Santé. La nocivité du portable et de ses relais en question.
Des toits sans loi


Alors que leur innocuité n'a toujours pas été démontrée, l'installation d'antennes relais ne fait l'objet d'aucune réglementation spécifique. Une campagne de sensibilisation a été lancée hier par plusieurs associations.

Un an qu'Anne Le Morvan doit supporter ce " bloc de ferraille " installé à quelques encablures de sa fenêtre. Locataire d'un appartement dans le 14e arrondissement de Paris, c'est presque par hasard qu'elle apprend, le 2 décembre 1999, le projet de son propriétaire d'accepter l'implantation d'une de ces antennes relais, indispensables au bon fonctionnement des réseaux de téléphonie mobile. Etonnée par le procédé, la présidente de l'Association des locataires de l'Assistance publique (ALAP) entreprend alors de sonder ses voisins. Personne n'est au courant de l'affaire. Informés, 62 % des locataires interrogés s'opposent alors à ce que l'antenne, qui a déjà été installée mi-décembre 1999, ne soit mise en service. Et ce malgré la rémunération annuelle de 30 000 francs promise par l'opérateur, en l'occurrence Bouygues Télécom. Simple contretemps, se dit alors ce dernier, qui double la redevance et demande une contre-enquête au gestionnaire des lieux, la Régie immobilière de la Ville de Paris. Le dépouillement des bulletins doit intervenir ce jeudi, mais, selon Anne Le Morvan, le résultat ne fait guère de doute : ce sera non !

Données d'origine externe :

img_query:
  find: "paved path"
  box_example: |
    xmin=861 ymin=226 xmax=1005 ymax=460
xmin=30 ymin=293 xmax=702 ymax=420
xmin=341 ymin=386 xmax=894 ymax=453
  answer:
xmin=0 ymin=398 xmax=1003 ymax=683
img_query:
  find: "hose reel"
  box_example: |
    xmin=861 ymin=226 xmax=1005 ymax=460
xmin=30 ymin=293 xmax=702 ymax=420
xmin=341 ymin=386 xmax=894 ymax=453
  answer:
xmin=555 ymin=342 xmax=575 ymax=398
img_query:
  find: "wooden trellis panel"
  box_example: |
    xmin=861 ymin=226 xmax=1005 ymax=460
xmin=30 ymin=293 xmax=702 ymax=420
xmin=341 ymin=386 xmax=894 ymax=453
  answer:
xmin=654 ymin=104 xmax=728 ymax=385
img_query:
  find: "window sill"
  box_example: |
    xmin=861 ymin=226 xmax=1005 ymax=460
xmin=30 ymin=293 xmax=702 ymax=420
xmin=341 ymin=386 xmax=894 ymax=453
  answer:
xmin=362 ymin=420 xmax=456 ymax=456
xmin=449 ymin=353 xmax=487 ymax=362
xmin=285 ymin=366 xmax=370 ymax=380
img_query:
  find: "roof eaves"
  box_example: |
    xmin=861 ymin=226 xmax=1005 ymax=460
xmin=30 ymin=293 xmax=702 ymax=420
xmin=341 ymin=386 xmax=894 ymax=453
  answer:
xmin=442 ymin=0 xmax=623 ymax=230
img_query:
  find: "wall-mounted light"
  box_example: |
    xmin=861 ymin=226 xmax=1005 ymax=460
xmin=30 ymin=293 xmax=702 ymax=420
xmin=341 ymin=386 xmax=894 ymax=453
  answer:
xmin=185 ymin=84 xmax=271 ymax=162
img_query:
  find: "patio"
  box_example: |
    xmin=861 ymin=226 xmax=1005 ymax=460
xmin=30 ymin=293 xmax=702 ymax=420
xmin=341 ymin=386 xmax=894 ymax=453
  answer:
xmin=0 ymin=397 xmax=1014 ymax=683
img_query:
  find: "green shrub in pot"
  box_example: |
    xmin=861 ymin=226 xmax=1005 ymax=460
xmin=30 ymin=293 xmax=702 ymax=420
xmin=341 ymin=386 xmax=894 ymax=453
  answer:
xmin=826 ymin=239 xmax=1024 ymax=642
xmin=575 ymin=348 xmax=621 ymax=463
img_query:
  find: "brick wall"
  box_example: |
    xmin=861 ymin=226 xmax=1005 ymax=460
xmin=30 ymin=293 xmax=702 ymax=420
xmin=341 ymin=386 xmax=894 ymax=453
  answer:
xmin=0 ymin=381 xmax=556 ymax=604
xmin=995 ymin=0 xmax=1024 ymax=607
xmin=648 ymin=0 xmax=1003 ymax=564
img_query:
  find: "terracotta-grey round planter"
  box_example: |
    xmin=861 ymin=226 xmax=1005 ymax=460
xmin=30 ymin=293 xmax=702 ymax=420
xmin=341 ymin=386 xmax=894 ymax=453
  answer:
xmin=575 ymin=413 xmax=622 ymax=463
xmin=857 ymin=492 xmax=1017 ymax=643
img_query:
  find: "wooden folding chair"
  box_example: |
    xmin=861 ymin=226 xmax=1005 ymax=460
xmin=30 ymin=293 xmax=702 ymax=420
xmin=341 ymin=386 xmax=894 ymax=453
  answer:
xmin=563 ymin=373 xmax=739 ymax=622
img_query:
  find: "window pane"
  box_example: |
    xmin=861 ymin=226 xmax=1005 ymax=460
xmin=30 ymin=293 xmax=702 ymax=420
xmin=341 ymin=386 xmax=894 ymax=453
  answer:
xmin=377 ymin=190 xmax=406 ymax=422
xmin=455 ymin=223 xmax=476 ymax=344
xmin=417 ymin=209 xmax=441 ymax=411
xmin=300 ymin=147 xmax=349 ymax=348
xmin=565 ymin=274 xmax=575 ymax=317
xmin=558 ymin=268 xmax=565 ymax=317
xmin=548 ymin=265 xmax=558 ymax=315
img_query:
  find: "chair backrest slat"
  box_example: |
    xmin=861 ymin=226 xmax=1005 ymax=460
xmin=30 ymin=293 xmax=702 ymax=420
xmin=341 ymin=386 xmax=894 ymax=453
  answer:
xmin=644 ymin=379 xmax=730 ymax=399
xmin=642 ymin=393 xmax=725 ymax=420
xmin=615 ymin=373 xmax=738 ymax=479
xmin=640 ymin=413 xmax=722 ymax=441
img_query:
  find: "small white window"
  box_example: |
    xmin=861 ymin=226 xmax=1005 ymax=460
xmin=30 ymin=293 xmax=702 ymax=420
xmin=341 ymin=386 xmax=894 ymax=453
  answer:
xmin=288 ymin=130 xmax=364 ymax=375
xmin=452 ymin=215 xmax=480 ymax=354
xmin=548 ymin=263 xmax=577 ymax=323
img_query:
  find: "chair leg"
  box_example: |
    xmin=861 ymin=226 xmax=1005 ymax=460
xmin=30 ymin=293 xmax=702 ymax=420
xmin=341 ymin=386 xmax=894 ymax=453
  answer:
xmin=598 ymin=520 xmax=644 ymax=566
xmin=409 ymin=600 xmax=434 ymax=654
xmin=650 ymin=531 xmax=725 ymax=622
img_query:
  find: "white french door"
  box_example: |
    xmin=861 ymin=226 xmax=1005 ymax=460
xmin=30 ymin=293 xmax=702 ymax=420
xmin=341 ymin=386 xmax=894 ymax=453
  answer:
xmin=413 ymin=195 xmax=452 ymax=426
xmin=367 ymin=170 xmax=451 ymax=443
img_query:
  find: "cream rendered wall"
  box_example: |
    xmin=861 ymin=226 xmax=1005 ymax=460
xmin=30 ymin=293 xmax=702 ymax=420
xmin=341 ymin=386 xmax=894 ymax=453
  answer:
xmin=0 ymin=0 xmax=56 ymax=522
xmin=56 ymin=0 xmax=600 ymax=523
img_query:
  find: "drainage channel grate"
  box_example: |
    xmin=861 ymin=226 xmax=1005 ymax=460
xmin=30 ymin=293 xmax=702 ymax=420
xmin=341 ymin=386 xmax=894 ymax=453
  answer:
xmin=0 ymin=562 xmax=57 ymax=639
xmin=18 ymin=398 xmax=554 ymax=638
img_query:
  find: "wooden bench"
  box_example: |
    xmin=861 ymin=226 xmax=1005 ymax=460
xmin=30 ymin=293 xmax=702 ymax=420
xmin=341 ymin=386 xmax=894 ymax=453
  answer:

Le problème, c'est qu'il ne s'agit là que de l'opinion de locataires. Leur seul pouvoir en la matière est de faire pression sur les vrais décideurs, à savoir les propriétaires. Phénomène récent mais en pleine expansion, le développement des réseaux de téléphonie mobile ne fait l'objet d'aucune réglementation spécifique ni d'autorisation préalable. Tout juste les opérateurs sont-ils tenus d'obtenir un permis de construire quand leurs installations au sol dépassent 100 m2 de superficie - ce qui est très rare - et d'afficher une déclaration de travaux quand l'antenne excède douze mètres de hauteur. Autant dire que les contraintes sont minimales. " Le processus est toujours le même : c'est le grand secret ", s'insurge Jeannine Le Calvez, la présidente de l'association PRIARTEM (Pour une réglementation des implantations d'antennes relais de téléphonie mobile), qui participe à la campagne de sensibilisation lancée hier par Agir pour l'Environnement et la Confédération du logement et du cadre de Vie (CLCV). " Ce que nous demandons, ce sont des normes claires, qui protègent aussi bien l'environnement visuel de nos concitoyens que leur santé. Car le développement de la téléphonie mobile ne doit pas se faire au détriment de la qualité de vie. "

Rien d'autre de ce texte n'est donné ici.